Last night on one of these rides, as I was taking them back to St. Martin's, somehow we got to talking about the Bible or church or something.  My grandfather casually spit out "Yeah, I just finished reading the book of Isaiah to Meme."

Sidenote: Meme is my grandmother who, up until just a few years ago, was the quintessential grandmother.  Dodding on her grandchildren.  Cooking for us.  Keeping up with our every move.  Thinking we were perfect.  Then the dementia set in.  And although she still (thankfully) remembers us, it is easy to see how this disease has taken a toll on her spirit.  The roles are now reversed.  We are now charged with being HER biggest cheerleaders and reminding her of how wonderful she is and how much we love her.  My grandfather is still with it.  For being almost 90, he has all of his mental faculties, but it's easy to see how Meme's disease is also taking a toll on him.  I remember one day thinking "this is kind of like The Notebook."  He has to constantly bring her back to reality.  Remind her where they live.  One time he even had to convince her he was her husband, not her brother (who has been dead for most of my life).  Last night, I realized this is a lot more like The Notebook than I had originally thought.  Except instead of re-reading her the story of their lives together, every night Paw Paw reads Meme THE story.

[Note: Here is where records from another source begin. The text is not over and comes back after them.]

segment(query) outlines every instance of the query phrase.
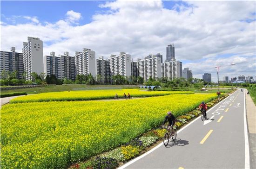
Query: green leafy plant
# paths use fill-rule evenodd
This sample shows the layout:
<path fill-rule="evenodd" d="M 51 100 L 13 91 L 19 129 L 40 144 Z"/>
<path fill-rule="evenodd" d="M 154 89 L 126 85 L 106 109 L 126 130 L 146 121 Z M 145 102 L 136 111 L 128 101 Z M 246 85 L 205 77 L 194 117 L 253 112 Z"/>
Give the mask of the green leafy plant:
<path fill-rule="evenodd" d="M 131 145 L 123 146 L 121 148 L 124 157 L 127 160 L 134 157 L 140 153 L 139 149 Z"/>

He told me last night that he has read through the Bible 10 times now in his life.  He has recently started reading it to Meme.  He didn't tell me this to brag or condemn or even challenge me. He just casually said it as though it were essential to his daily routine; which it is.  "Yeah, we finished Isaiah last night so now we'll move on to Jeremiah."  I wanted to say "Isaiah! That's a tough book! Did you have a commentary?" Or, "Jeremiah, did you know he is known as the 'weeping prophet' and that he also wrote the book of Lamentations?" But I didn't.  Because for some reason my know-it-all self realized in that moment that this was not a time for me to show off my Bible knowledge.  This moment was a gift.  A time for me to just listen and observe what it looks like to love someone for 70 years.  To walk humbly and faithfully.  The realize your need for grace in the most basic way.  So, instead, I just said "wow, Paw Paw, that's awesome!"  To which, Meme replied "Yeah, he's read it enough, maybe one of these days he'll memorize it!"  She still clearly believes the best about the ones she loves!